Unfortunately for many residency graduates, many of the decisions regarding interactions with pharmaceutical and medical device sales forces have been put into policies. These are often parallel to the strictest of parents attempting to shelter their children from what is socially perceived as “evil” or “influential” which in many instances has led to the development of very poor relationships when these residents come out into the real world. Much like the same children that were not allowed to make their own decisions, they either become rebellious and overdo their interactions with drug companies or go the other way and continue to shut them out of their offices. In either case, the results tend to be more to the extremes based on the media bias and fears of scrutiny, which have influenced decisions. Access bans on sales reps in academia, hospital health systems or other settings have become problematic for the development of healthy partnerships with industry. It affects patient care, medical education, and pharma reputation. This may have several outcomes for the long run, including either complete restriction (i.e., no sales rep and no industry support of any kind), or a return to the relationship that helps patients and physician. Unfortunately, these policies are hurting patients’ access to new drugs and those physicians who truly want information. However, a new phenomenon known as “hostage taking” has supplanted the movement of cultivating “thought leaders” because opportunities become a function of support of sales and not of research and teaching merit.

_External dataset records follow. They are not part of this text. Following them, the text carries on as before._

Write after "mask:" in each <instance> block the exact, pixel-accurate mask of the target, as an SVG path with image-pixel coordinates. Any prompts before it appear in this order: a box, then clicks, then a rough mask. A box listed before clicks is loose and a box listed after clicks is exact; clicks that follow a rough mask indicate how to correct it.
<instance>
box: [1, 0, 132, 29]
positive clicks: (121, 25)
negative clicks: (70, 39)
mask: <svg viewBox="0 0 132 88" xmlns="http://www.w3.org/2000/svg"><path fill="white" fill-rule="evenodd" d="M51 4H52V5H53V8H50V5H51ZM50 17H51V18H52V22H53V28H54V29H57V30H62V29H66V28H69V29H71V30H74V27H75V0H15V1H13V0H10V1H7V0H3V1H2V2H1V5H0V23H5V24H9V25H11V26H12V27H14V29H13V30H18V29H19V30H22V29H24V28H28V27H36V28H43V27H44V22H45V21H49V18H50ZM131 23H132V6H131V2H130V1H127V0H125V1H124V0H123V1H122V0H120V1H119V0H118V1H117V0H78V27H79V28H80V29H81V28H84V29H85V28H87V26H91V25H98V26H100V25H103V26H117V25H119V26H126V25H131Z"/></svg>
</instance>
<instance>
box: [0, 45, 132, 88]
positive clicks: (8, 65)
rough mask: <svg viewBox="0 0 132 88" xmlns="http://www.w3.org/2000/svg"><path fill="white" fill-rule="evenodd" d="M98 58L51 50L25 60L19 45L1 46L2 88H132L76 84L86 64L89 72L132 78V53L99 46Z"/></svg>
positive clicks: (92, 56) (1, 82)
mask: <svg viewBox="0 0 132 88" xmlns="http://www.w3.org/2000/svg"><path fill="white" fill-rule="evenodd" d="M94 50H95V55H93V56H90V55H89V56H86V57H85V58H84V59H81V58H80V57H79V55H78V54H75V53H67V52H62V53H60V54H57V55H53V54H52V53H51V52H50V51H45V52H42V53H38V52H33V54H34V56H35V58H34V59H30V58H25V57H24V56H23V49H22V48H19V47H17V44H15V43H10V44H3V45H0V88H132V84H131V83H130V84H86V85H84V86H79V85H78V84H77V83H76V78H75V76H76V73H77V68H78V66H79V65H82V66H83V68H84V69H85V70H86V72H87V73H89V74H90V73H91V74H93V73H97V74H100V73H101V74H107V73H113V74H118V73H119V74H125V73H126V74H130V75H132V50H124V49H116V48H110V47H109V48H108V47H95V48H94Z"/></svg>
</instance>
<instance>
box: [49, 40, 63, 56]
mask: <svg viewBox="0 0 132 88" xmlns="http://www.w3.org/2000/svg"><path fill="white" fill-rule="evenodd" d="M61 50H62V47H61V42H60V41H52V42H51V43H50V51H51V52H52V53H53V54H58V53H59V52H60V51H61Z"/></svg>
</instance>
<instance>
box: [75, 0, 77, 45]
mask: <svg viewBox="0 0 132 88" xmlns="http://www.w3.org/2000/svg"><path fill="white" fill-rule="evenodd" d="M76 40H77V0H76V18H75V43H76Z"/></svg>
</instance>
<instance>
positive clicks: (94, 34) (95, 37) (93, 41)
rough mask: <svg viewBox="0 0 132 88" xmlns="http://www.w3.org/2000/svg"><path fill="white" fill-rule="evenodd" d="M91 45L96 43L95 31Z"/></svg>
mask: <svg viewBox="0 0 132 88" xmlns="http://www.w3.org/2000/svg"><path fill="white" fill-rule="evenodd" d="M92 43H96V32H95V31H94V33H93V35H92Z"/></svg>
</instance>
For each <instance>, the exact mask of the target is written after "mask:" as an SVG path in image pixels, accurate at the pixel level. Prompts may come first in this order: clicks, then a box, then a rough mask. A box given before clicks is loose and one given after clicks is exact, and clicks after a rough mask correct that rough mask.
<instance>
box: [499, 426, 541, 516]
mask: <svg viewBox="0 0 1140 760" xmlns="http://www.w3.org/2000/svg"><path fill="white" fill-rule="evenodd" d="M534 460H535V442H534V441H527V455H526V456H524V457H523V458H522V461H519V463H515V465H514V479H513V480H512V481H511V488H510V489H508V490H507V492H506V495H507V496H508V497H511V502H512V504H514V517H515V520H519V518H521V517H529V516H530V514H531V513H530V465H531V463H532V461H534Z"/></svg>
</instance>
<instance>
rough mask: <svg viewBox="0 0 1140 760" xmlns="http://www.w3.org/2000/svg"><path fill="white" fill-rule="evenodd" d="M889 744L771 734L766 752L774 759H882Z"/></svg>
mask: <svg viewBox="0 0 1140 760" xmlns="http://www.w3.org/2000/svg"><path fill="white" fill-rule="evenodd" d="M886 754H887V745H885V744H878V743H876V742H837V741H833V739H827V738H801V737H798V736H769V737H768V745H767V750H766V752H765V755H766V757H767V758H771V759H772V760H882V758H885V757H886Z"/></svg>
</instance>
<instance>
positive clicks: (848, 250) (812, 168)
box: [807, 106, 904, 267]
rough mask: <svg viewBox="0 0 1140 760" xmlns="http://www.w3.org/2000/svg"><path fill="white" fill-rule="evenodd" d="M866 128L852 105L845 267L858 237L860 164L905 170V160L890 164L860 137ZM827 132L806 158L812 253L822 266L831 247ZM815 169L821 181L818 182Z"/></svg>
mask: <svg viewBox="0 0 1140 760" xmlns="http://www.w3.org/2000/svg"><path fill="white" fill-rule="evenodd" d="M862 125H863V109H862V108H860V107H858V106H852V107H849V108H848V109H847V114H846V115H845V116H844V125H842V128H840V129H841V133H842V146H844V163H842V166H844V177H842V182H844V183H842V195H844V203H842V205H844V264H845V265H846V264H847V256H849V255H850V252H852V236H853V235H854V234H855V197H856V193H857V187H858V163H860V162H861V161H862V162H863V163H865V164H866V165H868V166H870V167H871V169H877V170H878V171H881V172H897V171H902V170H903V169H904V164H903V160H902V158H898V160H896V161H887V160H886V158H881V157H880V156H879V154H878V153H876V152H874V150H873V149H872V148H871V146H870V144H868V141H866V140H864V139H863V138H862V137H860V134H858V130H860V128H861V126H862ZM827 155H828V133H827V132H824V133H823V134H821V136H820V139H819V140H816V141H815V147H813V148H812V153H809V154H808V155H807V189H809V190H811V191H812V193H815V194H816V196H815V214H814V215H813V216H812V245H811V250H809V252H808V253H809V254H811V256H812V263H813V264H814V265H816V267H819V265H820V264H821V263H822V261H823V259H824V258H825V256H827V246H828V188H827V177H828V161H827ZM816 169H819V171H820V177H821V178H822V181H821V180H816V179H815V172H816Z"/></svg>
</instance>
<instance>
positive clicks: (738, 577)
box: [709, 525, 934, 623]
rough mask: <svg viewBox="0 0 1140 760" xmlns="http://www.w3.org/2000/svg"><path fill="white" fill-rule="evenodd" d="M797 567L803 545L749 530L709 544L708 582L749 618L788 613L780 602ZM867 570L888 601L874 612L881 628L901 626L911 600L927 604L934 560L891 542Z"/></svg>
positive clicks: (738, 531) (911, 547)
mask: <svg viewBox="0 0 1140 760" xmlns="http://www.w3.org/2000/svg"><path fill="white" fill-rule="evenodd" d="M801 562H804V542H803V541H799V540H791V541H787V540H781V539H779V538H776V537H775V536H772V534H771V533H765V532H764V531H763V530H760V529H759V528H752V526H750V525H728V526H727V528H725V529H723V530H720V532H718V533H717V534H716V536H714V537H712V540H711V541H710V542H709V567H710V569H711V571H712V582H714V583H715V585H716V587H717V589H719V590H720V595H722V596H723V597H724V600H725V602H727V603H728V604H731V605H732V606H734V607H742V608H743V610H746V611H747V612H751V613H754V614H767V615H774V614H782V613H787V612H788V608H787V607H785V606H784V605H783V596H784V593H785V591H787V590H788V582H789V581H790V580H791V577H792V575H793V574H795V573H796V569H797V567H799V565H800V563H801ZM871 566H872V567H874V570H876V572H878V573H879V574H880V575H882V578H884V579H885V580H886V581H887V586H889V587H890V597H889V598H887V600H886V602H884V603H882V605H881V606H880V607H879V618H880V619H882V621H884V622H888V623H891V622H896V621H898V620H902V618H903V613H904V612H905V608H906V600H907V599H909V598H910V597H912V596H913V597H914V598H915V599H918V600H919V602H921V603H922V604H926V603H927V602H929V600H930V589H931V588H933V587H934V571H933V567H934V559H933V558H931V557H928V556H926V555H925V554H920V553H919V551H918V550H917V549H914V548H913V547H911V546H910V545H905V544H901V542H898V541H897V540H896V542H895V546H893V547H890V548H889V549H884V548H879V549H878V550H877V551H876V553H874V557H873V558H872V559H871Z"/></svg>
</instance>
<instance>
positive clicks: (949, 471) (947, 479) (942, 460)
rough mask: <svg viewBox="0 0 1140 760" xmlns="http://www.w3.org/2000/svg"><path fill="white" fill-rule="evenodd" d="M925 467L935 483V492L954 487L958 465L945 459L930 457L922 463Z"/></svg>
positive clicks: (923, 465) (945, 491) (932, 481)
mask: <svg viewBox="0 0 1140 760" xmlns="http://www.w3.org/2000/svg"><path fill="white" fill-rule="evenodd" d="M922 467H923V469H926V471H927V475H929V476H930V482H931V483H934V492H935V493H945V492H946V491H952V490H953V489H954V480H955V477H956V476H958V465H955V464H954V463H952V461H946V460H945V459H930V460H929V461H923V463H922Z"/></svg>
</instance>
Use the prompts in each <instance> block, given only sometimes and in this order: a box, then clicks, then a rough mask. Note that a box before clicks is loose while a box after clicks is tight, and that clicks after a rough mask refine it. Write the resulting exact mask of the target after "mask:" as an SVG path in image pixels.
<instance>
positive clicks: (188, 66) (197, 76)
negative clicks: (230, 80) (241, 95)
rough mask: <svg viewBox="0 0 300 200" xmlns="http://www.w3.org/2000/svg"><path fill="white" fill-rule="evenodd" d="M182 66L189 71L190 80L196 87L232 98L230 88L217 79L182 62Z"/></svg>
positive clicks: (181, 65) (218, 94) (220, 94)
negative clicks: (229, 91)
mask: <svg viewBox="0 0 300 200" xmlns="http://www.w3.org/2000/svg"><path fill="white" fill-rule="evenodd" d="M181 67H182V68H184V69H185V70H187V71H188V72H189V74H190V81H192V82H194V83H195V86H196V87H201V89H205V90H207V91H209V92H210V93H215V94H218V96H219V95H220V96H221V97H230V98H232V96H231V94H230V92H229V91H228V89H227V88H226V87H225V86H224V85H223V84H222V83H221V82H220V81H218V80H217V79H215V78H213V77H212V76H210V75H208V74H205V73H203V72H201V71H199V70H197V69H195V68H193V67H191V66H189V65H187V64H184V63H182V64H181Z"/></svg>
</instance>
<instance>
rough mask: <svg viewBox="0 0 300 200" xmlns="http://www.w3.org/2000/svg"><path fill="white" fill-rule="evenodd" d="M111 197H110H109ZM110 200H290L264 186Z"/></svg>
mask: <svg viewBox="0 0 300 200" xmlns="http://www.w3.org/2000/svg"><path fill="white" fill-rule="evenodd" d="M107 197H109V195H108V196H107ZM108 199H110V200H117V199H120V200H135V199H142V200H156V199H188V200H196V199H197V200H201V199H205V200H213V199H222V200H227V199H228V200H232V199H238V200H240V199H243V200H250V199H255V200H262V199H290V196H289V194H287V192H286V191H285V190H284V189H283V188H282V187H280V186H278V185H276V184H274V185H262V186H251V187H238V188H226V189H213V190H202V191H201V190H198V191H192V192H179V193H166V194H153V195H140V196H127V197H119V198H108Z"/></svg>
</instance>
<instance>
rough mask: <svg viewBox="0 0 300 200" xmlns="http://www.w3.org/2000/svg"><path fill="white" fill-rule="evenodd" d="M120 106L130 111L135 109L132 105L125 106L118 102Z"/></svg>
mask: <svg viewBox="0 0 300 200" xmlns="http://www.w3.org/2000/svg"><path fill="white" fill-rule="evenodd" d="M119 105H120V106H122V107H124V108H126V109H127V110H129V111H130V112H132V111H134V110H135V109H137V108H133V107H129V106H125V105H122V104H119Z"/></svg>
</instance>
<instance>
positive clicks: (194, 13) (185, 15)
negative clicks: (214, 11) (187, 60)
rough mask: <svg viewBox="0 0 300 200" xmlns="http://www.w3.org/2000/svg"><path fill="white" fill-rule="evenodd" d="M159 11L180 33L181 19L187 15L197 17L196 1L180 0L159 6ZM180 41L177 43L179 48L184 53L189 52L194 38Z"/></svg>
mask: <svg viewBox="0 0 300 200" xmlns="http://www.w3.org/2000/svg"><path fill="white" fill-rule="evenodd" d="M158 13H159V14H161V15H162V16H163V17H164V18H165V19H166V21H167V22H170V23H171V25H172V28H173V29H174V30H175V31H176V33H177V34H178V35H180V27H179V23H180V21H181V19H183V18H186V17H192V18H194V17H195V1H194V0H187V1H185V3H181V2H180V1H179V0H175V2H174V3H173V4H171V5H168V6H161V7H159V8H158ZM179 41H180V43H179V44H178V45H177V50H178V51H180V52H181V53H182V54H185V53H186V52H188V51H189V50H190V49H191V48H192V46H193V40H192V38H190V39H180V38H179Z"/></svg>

The problem began when a few took advantage of relationships with sales personnel to basically win favor with those in medical affairs…whether it’s the physicians who held their prescriptions hostage (“I won’t write your product unless I serve on an advisory board or speak at an event.”) or the inexperienced sales reps who traded food for prescriptions, the problem led to a more regulated environment for some but created a pathway to make it easy to have doors opened based on “level of support.” Medical Affairs liaisons are taking steps to correct this issue by making sure interested physicians provide their CV, published articles, or presentation slides if they express an interest in speaking. This approach takes the rep out of the discussion and reduces the risk of “jeopardizing” future prescriptions.
In summary, the best approach to developing ethical industry relationships, and becoming more involved in collaborating with industry for medical education as well as research, is to develop a niche of your interest and publishing your work as well as writing your own presentations that are disease and therapy based and not related to products or brands nor containing corporate-sponsored slides. That way your work will stand out as you develop and demonstrate expertise in a chosen field and opportunities will come to you rather than the other way around.